MOSCOW, January 20. /TASS/. Freight traffic along the Northern Sea Route (NSR) in the eastward direction increased by 69% in 2024, transit along the route grew by 44%, Alexey Chekunkov, Minister for the Development of the Russian Far East, reported.
"For those involved, the Northern Sea Route has two very different dimensions - the western route, a comfortable one, roughly speaking, and the eastern one - in the ice. <…>. Freight traffic along this difficult part of the NSR increased by 69% in 2024, while transit grew by 44%. We are conquering the ice," he wrote on his Telegram channel.
According to Vladimir Panov, special representative of the Rosatom state nuclear corporation for the development of the Arctic region, the freight traffic along the NSR in 2024 amounted to 37.9 million tons, exceeding the previous record result by more than 1.6 million tons. In 2024, a record number of transit voyages was (92). A record was set for transit cargo - more than 3 million tons, which is almost one and a half times more than in 2023.

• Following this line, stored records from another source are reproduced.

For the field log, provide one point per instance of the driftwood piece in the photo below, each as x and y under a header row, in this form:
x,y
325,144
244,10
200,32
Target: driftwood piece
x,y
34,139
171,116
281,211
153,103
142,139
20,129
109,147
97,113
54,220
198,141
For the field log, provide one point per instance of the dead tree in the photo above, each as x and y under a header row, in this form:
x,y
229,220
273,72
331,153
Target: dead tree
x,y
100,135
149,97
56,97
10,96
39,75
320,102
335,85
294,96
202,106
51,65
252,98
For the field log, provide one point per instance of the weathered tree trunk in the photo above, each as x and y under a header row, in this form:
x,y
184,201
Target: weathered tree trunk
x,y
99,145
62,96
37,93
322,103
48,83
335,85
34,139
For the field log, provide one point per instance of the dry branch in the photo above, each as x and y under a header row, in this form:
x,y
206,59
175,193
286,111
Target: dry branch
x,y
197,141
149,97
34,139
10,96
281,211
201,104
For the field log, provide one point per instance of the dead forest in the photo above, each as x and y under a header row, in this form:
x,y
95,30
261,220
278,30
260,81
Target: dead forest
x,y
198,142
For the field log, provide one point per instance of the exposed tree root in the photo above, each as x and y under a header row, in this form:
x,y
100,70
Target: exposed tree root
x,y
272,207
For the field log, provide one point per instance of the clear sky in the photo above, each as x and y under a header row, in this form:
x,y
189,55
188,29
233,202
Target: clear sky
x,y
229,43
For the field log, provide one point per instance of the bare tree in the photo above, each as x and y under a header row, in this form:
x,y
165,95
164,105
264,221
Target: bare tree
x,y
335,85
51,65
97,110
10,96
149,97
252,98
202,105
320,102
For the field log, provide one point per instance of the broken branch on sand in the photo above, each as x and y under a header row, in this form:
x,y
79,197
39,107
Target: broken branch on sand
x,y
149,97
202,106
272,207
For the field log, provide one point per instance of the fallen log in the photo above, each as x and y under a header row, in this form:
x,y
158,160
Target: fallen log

Earlier, Panov reported that the freight traffic along the Northern Sea Route (NSR) by the end of the year will amount to 37.6 million tons of cargo, which will be a record.
Northern Sea Route
The Northern Sea Route is a shipping route in the Russian Arctic that runs along Russia's northern shores in seas of the Arctic Ocean (the Barents, Kara, Laptev, East Siberian, Chukchi and Bering Seas). It connects the Russian Federation's European and Far Eastern ports as well as the mouths of navigable Siberian rivers into a single transport system. NSR's length from the Kara Gate Strait to the Providence Bay is 5,600 km. More than 50 ports are on the route. NSR is almost twice shorter than other sea routes from Europe to the Far East.
In 1991, the Northern Sea Route was opened to international shipping. In 2013, a federal law fixed the NSR borders. In 2018, the Rosatom State Corporation received the authority to develop the Northern Sea Route.